From the reviews:
"Fortunately Graham Swinerd, reader in astronautics at the University of Southampton, has penned... a maths-free guidebook... if only all popular science books were as clearly presented!" (Four out of five stars, Sean Blair, Sky at Night Magazine, May 2009)
"There is a great deal of useful information that you do not find readily elsewhere and given the rather dry nature of the subject, the book is written in a lucid and engaging style that makes enjoyable reading..." (Robin Flegg, Astronomy Now, May 2009)
"Aimed at non-technical readers, the book requires ‘no prior knowledge’. … The core of the book includes discussion of the various spacecraft subsystems, such as power, propulsion and communications, and a commentary on design. … The book makes reference to ‘Star Trek’, warp drive and the space elevator, but only by way of populist garnish." (Mark Williamson, IET Knowledge Network, May, 2009)
"This work is a basic introduction to spacecraft (mainly satellite) engineering … . The material in this volume should be accessible to any undergraduate who has taken introductory courses in math and physics. … This work is so fundamental and relevant to the modern world that it will be important for all libraries serving undergraduates. Summing Up: Highly recommended. General readers, lower- and upper-division undergraduates, graduate students, and two-year technical program students." (A. M. Strauss, Choice, Vol. 46 (8), April, 2009)
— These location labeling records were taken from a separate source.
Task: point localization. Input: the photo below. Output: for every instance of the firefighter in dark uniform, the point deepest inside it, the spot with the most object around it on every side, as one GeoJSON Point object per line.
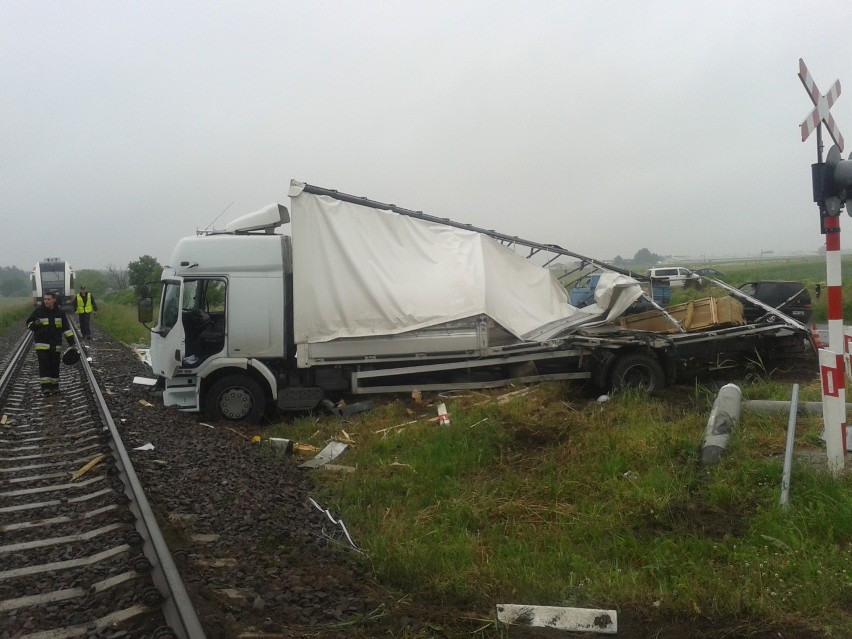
{"type": "Point", "coordinates": [49, 324]}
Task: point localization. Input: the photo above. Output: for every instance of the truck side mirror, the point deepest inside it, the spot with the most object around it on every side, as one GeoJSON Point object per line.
{"type": "Point", "coordinates": [145, 310]}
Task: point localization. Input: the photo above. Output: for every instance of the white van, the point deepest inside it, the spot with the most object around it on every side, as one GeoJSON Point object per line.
{"type": "Point", "coordinates": [674, 275]}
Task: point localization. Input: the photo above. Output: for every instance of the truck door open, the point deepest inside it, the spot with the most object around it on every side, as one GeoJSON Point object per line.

"The book concentrates on fundamental topics such as types of orbits, forces influencing orbits … and the multitude of systems and subsystems associated with spacecraft design. … This is certainly an interesting and highly readable volume which offers one of the best introductions to spacecraft engineering … . In conclusion, the author expresses the hope ‘that this book will play a … part in inspiring young people to get involved in space science and engineering’ — a hope that I heartily endorse." (Peter Bond, The Observatory, Vol. 129 (1212), October, 2009)
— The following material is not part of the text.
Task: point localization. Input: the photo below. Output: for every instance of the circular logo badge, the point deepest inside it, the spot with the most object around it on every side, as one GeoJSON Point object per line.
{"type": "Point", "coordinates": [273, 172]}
“The challenge of making rocketry and spaceflight understandable to the layman is … addressed by Professor Swinerd in this new and attractively produced book. … Written in a friendly style and extensively illustrated with images and graphics the book is well structured and indexed. … For the non specialist, as well as the non technical, this is a novel and interesting starting point for an armchair journey into space.” (Pat Norris, The Aeronautical Journal, July, 2009)
From the Back Cover
About half a century ago a small satellite, Sputnik 1, was launched. The satellite did very little other than to transmit a radio signal to announce its presence in orbit. However, this humble beginning heralded the dawn of the Space Age. Today literally thousands of robotic spacecraft have been launched, many of which have flown to far-flung regions of the Solar System carrying with them the human spirit of scientific discovery and exploration. Numerous other satellites have been launched in orbit around the Earth providing services that support our technological society on the ground.
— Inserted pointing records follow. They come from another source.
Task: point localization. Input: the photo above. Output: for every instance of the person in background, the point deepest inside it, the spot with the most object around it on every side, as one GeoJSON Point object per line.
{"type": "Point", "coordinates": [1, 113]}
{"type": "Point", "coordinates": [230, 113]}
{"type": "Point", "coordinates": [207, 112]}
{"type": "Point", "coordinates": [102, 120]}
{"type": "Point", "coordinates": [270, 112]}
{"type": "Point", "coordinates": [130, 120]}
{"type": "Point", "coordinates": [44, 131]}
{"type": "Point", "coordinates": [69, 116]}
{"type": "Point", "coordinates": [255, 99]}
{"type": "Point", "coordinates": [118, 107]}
How Spacecraft Fly: Spaceflight Without Formulae by Graham Swinerd focuses on how these spacecraft work. The book opens with a historical perspective of how we have come to understand our Solar System and the Universe. It then progresses through orbital flight, rocket science, the hostile environment within which spacecraft operate, and how they are designed. The concluding chapters give a glimpse of what the 21st century may hold in terms of human exploration of the Solar System and more futuristic propulsion technologies for interstellar travel.
Graham Swinerd invites you to understand "how spacecraft fly," while becoming a convincing rocket scientist along the way!